CEO BitGo, Mike Belshe, menilai CLARITY Act membawa Amerika Serikat ke jalur yang tepat untuk regulasi kripto, dengan alasan hampir semua ekonomi besar lain sudah lebih dulu menetapkan aturan yang jelas untuk aset digital, sementara AS masih tertinggal. Berbicara kepada Crypto Banter, Belshe menekankan perlunya kerangka hukum yang solid, yang memberi investor maupun perusahaan kepastian untuk merencanakan langkah jangka panjang.
Belshe, salah satu pendiri BitGo — kustodian cryptocurrency independen terbesar di dunia — dikenal sebagai salah satu suara industri yang paling konsisten soal regulasi. Ia berulang kali menyampaikan kepada media termasuk Bloomberg bahwa mengodifikasi aturan kripto ke dalam undang-undang adalah satu-satunya cara untuk menghindari perubahan kebijakan mendadak setiap kali terjadi pergantian pemerintahan. Belshe juga secara langsung menyindir perusahaan-perusahaan yang melobi menentang RUU ini, dengan berargumen bahwa perusahaan yang paling keras menolak CLARITY Act justru mungkin yang paling membutuhkan kepastian hukum darinya.
Apa Sebenarnya yang Diatur Clarity Act
RUU ini berupaya menyelesaikan salah satu perdebatan terlama di industri dengan membagi kewenangan regulasi antara Commodity Futures Trading Commission (CFTC) dan Securities and Exchange Commission (SEC), sekaligus memperkenalkan kerangka khusus untuk stablecoin dan aset digital lainnya. Argumen Belshe adalah tanpa pembagian tugas berbasis undang-undang semacam ini, bank-bank tradisional akan tetap enggan membangun produk kripto atau melakukan kustodi aset digital dalam skala besar, karena mereka tidak bisa memastikan aturan regulator mana yang berlaku — atau apakah aturan itu akan bertahan hingga siklus pemilu berikutnya.

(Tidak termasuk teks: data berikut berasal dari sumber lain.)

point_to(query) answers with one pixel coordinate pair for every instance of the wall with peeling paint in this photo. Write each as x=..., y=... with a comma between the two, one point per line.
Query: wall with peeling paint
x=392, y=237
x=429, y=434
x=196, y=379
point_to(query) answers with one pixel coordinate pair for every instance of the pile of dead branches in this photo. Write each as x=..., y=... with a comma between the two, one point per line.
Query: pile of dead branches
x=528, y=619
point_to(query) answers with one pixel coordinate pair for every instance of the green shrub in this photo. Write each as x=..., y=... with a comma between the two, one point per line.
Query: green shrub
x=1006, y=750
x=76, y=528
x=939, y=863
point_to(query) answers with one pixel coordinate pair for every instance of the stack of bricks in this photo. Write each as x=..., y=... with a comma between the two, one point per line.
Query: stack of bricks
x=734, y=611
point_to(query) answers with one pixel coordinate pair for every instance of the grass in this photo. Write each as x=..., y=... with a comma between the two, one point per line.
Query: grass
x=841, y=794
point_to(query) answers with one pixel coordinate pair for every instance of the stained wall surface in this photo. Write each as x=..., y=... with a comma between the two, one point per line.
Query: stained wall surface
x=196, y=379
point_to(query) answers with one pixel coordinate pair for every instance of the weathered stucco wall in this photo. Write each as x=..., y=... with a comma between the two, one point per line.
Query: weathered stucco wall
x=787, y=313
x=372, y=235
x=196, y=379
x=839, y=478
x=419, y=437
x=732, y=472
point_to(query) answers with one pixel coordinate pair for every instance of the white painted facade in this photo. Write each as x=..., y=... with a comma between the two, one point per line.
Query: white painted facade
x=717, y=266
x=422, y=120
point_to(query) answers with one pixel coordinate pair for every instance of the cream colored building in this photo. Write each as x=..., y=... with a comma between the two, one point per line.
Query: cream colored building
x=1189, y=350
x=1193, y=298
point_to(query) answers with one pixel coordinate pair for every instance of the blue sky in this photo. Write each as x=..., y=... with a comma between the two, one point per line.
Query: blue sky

Baca juga: Stand With Crypto Dukung 32 Kandidat Midterm, Industri Gelontorkan Hampir $200 Juta
Uang Industri Sudah Bertaruh pada Hasil Ini
Advokasi publik Belshe adalah bagian dari dorongan yang lebih luas dan didanai besar-besaran. Kelompok politik kripto sudah mendukung 32 kandidat midterm, sementara industri telah menggelontorkan hampir $200 juta pada siklus pemilu kali ini — skala pengeluaran yang mencerminkan betapa besar bobot yang diberikan perusahaan seperti BitGo pada upaya meloloskan kerangka hukum yang langgeng, ketimbang mengandalkan panduan regulator yang menguntungkan namun bisa saja dibalik begitu saja oleh pemerintahan berikutnya.
Yang Perlu Diperhatikan
Jalur Clarity Act di Kongres tetap jadi variabel kunci — soal waktu markup, jadwal di lantai Senat, dan apakah pembagian yurisdiksi CFTC/SEC bisa bertahan dari lobi industri dalam bentuknya saat ini. Pernyataan Belshe menyiratkan BitGo akan terus mendorong pengesahan RUU ini secara terbuka, bukan menunggu diam-diam, dan penanda berikutnya yang perlu diperhatikan adalah apakah Kongres akan menggerakkan RUU ini sebelum jadwal legislatif sesi saat ini makin ketat menjelang midterm.